Re: Regex Pattern Problem
by myocom (Deacon) on Feb 28, 2001 at 02:48 UTC

    After a little playing around, I came up with this:

    #!/usr/bin/perl -w use strict; my @stuff = qw(1234 a12345 12345 12345z 123456); foreach my $num (@stuff) { unless ($num =~ /^\d{5,}$/) { print "Not Valid: $num\n"; } else { print "Valid: $num\n"; } }

    Note the $ anchor there...this should match any string of digits that's at least 5 digits long, and it will fail for anything with non-digits in it.

    EDIT: Removed the extra crap before the $ anchor.

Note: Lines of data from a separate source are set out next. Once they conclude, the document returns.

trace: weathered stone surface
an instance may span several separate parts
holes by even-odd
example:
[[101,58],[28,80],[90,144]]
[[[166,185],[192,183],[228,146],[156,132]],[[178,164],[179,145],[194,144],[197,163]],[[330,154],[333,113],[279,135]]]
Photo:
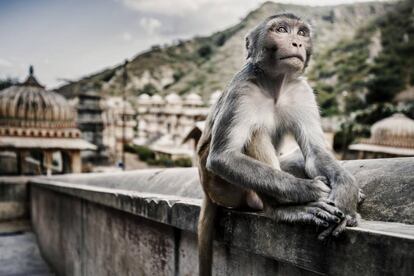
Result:
[[[136,275],[193,275],[196,271],[194,233],[200,199],[35,180],[31,202],[42,252],[60,273],[128,274],[138,269],[142,274]],[[412,275],[414,271],[414,226],[408,224],[363,222],[341,238],[321,243],[314,227],[222,210],[216,231],[217,275],[242,271]],[[63,251],[69,253],[59,255]],[[117,266],[119,262],[123,265]]]
[[[282,168],[303,177],[302,163],[289,156]],[[362,216],[382,221],[322,243],[315,227],[221,209],[215,275],[413,275],[414,158],[344,166],[367,195]],[[37,178],[31,191],[34,230],[58,274],[196,274],[195,168]]]
[[[281,167],[303,177],[300,155],[282,158]],[[343,161],[366,194],[360,213],[368,220],[414,224],[414,158]],[[56,181],[145,193],[202,198],[196,168],[152,169],[53,177]]]
[[[181,203],[175,211],[168,211],[175,205],[162,203],[163,200],[155,203],[152,198],[146,201],[148,206],[142,206],[141,212],[149,211],[153,218],[159,216],[164,221],[169,217],[171,223],[181,226],[192,224],[190,228],[193,230],[185,231],[168,223],[42,187],[34,187],[32,195],[33,224],[41,250],[59,275],[197,274],[193,232],[197,219],[194,213],[198,212],[196,205]],[[117,199],[117,196],[119,194],[112,199],[117,202],[126,200]],[[106,203],[109,203],[108,198]],[[166,209],[165,206],[170,207]],[[165,211],[176,214],[166,215]],[[245,275],[246,272],[264,276],[275,275],[275,272],[303,275],[302,269],[242,249],[229,248],[223,243],[215,244],[215,258],[215,275],[220,276]]]
[[367,195],[364,219],[414,224],[414,158],[345,161]]

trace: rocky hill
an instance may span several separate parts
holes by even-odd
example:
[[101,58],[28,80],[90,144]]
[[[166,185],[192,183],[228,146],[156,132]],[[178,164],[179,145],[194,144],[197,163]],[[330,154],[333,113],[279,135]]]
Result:
[[308,77],[322,114],[343,122],[338,144],[368,137],[373,123],[393,113],[414,118],[414,0],[394,2],[321,52]]
[[[323,103],[332,101],[336,94],[328,86],[336,85],[338,62],[336,50],[342,43],[353,43],[357,35],[363,36],[364,26],[373,24],[377,18],[392,9],[393,4],[369,2],[329,7],[309,7],[266,2],[249,13],[239,24],[208,37],[196,37],[180,41],[168,47],[154,46],[137,55],[128,64],[127,93],[153,94],[175,91],[185,94],[200,93],[207,98],[216,89],[223,89],[233,74],[245,61],[244,36],[263,18],[280,12],[294,12],[310,21],[315,29],[315,54],[307,71],[314,85],[322,90]],[[378,49],[378,34],[367,32],[367,40],[373,46],[371,52],[358,57],[374,58]],[[366,40],[364,40],[366,41]],[[347,44],[348,45],[348,44]],[[352,44],[358,48],[359,44]],[[376,46],[377,45],[377,46]],[[376,48],[377,47],[377,48]],[[346,59],[346,56],[342,56]],[[327,64],[326,69],[324,64]],[[329,72],[321,77],[316,69]],[[323,70],[322,70],[323,71]],[[322,73],[323,74],[323,73]],[[103,70],[77,82],[64,85],[58,92],[72,97],[82,89],[94,88],[104,95],[119,95],[123,90],[122,66]],[[326,89],[328,88],[328,89]],[[337,91],[335,91],[337,92]]]

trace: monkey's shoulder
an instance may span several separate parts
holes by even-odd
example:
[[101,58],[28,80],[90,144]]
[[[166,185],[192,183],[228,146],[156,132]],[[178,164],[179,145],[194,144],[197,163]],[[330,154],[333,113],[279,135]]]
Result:
[[281,105],[314,105],[316,99],[306,78],[300,77],[286,84],[280,95],[279,103]]
[[228,97],[248,96],[252,93],[260,92],[260,87],[254,80],[244,79],[229,85],[226,92]]

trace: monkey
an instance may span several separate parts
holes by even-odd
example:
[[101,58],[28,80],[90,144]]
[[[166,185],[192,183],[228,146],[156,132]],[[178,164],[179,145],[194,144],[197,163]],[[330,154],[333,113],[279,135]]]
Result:
[[[266,18],[246,36],[247,61],[211,107],[197,146],[202,276],[211,275],[219,207],[324,227],[319,239],[358,224],[359,187],[327,149],[315,95],[302,76],[312,47],[311,27],[298,16]],[[278,153],[288,134],[307,178],[281,170]]]

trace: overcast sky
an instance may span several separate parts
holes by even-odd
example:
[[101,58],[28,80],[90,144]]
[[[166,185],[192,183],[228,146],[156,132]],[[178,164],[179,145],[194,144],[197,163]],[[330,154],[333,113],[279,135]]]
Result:
[[[263,0],[0,0],[0,78],[33,64],[48,88],[132,58],[154,44],[208,35]],[[277,1],[333,5],[347,0]],[[361,1],[360,1],[361,2]]]

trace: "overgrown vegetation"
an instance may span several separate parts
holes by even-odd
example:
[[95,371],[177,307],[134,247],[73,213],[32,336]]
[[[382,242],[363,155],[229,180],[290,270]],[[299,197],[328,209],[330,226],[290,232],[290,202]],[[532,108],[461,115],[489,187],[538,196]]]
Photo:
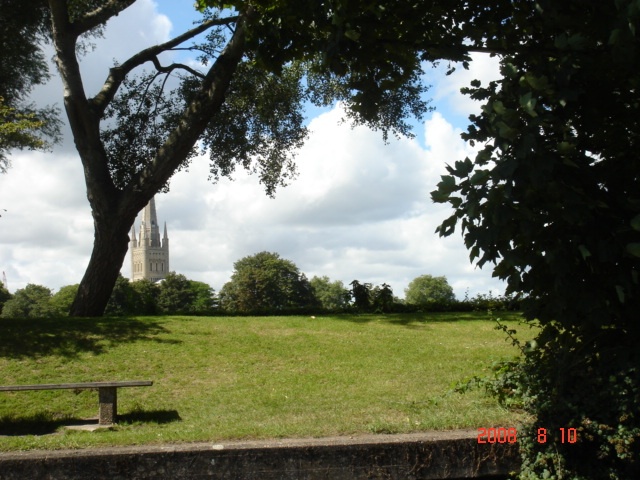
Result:
[[517,427],[451,390],[517,353],[475,312],[0,319],[3,384],[154,381],[92,433],[61,426],[95,416],[95,392],[2,392],[0,450]]
[[[432,193],[453,208],[439,232],[461,227],[540,325],[497,378],[535,418],[521,478],[640,478],[640,4],[508,3],[488,46],[518,48],[466,89],[479,151]],[[578,441],[538,442],[541,428]]]

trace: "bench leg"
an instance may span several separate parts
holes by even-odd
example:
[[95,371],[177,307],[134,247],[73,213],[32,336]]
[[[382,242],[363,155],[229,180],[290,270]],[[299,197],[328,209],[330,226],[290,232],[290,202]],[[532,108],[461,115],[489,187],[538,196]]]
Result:
[[98,388],[98,402],[100,403],[98,424],[111,425],[115,423],[118,415],[118,389],[116,387]]

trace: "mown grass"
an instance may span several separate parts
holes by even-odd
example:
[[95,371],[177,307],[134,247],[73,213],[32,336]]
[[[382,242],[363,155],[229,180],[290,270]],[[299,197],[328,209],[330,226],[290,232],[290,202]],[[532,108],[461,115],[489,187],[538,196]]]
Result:
[[480,313],[2,319],[0,384],[154,385],[119,389],[118,425],[97,432],[62,429],[96,415],[94,391],[0,392],[0,450],[513,426],[451,390],[518,354],[494,327]]

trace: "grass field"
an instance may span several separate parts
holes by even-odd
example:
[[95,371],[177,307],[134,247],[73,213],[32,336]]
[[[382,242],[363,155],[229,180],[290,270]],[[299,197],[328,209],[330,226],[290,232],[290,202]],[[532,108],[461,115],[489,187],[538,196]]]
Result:
[[118,425],[96,432],[61,428],[97,414],[95,391],[0,392],[0,450],[510,427],[521,418],[493,399],[451,391],[518,354],[494,327],[481,313],[0,319],[0,384],[154,381],[119,389]]

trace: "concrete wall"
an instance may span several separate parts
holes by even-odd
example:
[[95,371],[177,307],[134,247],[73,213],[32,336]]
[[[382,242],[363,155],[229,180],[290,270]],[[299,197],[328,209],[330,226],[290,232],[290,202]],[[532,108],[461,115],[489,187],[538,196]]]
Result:
[[517,467],[517,445],[479,445],[475,431],[0,454],[3,480],[498,479]]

      Duh! Thank You. The /^\d{5,}$/ expression works just fine. As I said in my original post, I knew this should be fairly obvious but my brain was stuck in neutral. This meets the criteria of "match any string that consists of 5 or more digits and does not contain any other characters". Lots of other good answers to variations of the problem that may prove useful in the future.
      -THRAK
(boo) Re: Regex Pattern Problem
by boo_radley (Parson) on Feb 28, 2001 at 02:50 UTC
    unless ($num =~ /^\d{5,}/ && $num !~/\w/)
    should do you.
Re: Regex Pattern Problem
by Yoda (Sexton) on Feb 28, 2001 at 07:03 UTC
    I may be wrong, I am kind of new at this, but I believe there is one more problem with your regex. If you are trying to match 5 and only 5 digits, you need to drop the comma as well. Page 68 of the nutshell book says the {n,} will match at least 5 or more. You need to use {5} to match 5 and only 5 digits.

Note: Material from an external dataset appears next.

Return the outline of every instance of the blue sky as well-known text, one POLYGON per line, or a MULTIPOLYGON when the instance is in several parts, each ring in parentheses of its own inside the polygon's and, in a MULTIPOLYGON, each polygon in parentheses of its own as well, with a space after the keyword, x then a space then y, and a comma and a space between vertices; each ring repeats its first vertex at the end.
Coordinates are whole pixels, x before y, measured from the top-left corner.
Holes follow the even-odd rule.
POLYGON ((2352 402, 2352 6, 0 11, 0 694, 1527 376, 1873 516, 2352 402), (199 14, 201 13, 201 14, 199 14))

    unless ($num =~ /^\d{5}$/) {


    Even with an anchor /^\d{5,}$/ will match any line that starts with at least 5 numbers but contains more than 5 numbers.

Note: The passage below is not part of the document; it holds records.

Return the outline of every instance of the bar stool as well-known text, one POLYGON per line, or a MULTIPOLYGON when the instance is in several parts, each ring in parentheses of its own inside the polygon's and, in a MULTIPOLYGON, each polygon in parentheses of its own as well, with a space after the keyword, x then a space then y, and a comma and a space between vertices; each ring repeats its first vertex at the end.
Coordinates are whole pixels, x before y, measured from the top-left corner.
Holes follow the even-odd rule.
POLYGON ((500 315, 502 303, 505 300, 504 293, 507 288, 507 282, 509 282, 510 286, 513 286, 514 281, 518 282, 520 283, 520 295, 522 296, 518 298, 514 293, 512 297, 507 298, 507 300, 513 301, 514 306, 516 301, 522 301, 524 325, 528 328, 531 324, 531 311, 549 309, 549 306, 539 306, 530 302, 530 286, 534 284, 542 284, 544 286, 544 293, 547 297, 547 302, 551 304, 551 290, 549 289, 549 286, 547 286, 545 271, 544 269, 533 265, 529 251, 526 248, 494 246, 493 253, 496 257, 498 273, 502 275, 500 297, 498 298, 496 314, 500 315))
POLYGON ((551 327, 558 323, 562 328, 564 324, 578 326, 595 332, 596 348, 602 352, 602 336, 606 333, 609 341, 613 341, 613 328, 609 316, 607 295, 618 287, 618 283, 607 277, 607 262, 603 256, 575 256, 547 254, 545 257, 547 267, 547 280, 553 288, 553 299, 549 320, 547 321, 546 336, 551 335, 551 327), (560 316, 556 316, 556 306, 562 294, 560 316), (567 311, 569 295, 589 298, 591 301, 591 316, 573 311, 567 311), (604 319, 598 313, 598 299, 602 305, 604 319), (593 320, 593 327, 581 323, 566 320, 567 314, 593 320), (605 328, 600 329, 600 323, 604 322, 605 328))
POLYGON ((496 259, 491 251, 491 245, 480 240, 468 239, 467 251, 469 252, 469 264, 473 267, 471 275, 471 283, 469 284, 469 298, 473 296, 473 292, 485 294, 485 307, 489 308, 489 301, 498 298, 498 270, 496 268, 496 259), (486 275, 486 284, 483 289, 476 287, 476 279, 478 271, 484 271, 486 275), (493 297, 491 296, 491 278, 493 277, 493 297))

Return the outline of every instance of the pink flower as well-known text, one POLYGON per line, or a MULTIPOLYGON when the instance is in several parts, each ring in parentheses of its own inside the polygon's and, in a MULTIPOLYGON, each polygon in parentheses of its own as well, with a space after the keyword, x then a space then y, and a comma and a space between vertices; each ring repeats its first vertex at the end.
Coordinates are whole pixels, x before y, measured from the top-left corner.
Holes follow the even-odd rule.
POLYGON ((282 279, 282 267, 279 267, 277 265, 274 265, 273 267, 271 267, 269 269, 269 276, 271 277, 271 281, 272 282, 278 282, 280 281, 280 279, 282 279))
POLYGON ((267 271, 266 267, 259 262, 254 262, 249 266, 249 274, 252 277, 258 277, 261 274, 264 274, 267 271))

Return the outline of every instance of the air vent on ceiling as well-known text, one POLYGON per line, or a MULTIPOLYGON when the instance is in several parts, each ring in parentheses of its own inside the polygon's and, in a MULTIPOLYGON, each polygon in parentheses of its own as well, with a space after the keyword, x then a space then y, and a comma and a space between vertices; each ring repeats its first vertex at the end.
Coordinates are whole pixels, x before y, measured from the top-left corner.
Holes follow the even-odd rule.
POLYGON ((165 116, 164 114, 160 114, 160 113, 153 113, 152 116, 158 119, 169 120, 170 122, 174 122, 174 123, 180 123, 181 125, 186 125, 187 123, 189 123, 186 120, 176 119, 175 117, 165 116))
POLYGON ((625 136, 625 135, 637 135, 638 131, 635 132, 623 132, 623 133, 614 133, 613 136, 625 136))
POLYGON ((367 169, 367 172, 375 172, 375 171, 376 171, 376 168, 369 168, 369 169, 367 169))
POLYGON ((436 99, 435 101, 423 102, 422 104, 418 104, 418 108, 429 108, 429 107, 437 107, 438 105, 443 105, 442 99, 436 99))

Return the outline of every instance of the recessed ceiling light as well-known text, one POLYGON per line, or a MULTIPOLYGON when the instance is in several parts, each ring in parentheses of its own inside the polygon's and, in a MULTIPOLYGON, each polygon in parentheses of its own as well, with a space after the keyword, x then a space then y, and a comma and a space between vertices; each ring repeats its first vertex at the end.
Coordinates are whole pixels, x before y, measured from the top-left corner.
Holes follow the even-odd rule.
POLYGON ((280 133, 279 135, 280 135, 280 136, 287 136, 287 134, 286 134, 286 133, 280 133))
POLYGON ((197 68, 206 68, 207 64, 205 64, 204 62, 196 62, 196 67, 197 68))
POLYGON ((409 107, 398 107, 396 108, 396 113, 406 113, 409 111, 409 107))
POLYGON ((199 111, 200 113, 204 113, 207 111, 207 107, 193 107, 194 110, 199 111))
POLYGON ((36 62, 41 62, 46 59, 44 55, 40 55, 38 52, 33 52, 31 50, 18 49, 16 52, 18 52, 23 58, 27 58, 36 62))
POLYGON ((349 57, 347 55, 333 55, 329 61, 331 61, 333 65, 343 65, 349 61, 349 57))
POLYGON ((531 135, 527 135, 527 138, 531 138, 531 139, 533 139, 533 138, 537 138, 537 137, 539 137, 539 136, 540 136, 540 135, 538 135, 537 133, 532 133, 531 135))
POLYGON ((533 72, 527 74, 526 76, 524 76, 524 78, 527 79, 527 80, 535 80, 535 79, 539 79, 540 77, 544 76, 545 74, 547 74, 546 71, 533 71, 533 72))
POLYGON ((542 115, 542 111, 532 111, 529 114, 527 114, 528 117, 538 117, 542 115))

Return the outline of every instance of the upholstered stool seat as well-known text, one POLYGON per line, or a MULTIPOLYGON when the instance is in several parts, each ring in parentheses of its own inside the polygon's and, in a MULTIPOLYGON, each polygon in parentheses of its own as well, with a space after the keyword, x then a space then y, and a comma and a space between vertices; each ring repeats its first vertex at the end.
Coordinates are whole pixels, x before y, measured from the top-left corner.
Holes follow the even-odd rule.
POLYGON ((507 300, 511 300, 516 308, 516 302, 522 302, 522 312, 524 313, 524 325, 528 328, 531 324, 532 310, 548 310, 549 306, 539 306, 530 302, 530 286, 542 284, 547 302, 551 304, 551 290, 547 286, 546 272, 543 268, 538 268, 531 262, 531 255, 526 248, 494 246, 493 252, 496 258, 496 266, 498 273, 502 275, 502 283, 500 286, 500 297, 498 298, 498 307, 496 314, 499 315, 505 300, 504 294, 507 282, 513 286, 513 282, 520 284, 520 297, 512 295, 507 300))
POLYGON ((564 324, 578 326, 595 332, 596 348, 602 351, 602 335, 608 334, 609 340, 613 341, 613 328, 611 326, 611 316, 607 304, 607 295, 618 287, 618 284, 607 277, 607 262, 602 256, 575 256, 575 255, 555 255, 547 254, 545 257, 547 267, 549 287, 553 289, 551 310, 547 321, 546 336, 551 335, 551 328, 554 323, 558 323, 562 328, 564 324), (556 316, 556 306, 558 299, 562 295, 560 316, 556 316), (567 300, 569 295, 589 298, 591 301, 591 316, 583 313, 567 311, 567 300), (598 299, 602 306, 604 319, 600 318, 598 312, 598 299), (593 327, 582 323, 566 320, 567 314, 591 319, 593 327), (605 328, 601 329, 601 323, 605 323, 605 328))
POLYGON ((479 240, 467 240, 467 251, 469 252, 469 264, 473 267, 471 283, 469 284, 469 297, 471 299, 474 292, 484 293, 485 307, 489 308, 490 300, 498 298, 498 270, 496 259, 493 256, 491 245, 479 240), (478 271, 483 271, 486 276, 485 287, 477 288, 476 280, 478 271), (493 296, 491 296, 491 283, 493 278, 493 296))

    Update: I see after re-reading your problem that you do want 5 or more. I was to excited about regex. It is the topic of discussion this week in a class I am taking.

    Yoda
Re: Regex Pattern Problem
by aardvark (Pilgrim) on Feb 28, 2001 at 03:30 UTC
    If you want to create a new array from the old you may want to try;
    my @good_stuff = grep (/^\d{5,}$/, @stuff);
    You may also want to look at; Item 12: Use foreach, map and grep as appropriate in Effective Perl Programming.

    Get Strong Together!!
Re: Regex Pattern Problem
by sierrathedog04 (Hermit) on Feb 28, 2001 at 17:30 UTC
    boo_radley's solution is intriguing:
    unless ($num =~ /^\d{5,}/ && $num !~/\w/)
    According to Robert's Perl Tutorial "The \w construct actually means 'word' - equivalent to a-zA-Z_0-9"

    Because \w includes digits it looks as if this regex might reject all numbers. I tried out the following code here:

    my $num = "123456"; unless ($num =~ /^\d{5,}/ && $num !~/\w/) { print p("Sorry, $num does not match the regex"); } else {print p("$num matched")};
    and sure enough the number 123456 did not match the regex.